Read Shadow Roll Online

Authors: Ki Longfellow

Shadow Roll (17 page)

It wasn’t more than a few minutes later when someone was knocking on my door.

Fucking hell, as us PIs say (but not in the books I’d read), couldn’t a guy get any sleep?  Especially at these prices?  So I covered my head with the goose down pillow.

It didn’t work.  I could still hear the knocking.

I was out of the bed and across the room in one second flat.  I jerked open the door all ready to yell whatever came out of my mouth.

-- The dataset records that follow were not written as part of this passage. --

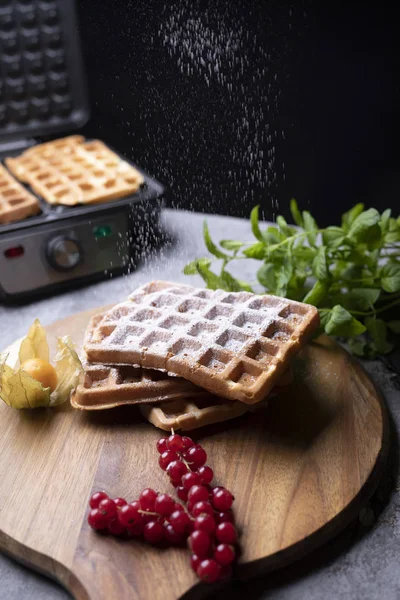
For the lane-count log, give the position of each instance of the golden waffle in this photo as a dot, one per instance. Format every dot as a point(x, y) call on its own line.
point(107, 386)
point(16, 202)
point(192, 413)
point(85, 174)
point(63, 145)
point(235, 345)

The words died in my throat.

It was Mrs. Willingford, all smiles and moxie.  Behind her, following on as she strolled into my room, was a beautifully dressed young man pushing a beautifully dressed cart covered in a beautiful breakfast.  Including champagne.  That guy was all smiles too.  Which made me look down.  I was naked as a jay bird.

“It’s about time you got up,” said Mrs. Willingford, first tipping, then waving away the guy who’d rolled the tray into the middle of my little room, “and I see you are too.  How charming.”

By then I had at least half the bedding wrapped around me.  “Up?  I just got down.”

“But sweetie, it’s eight.  And we have so much to do.”

I was starving.  The food smelled great.  And so did Mrs. Willingford.  She also looked great.  Dolled up like she was off to the races.  It had to take hours to look like that.  What the hell time did she get up?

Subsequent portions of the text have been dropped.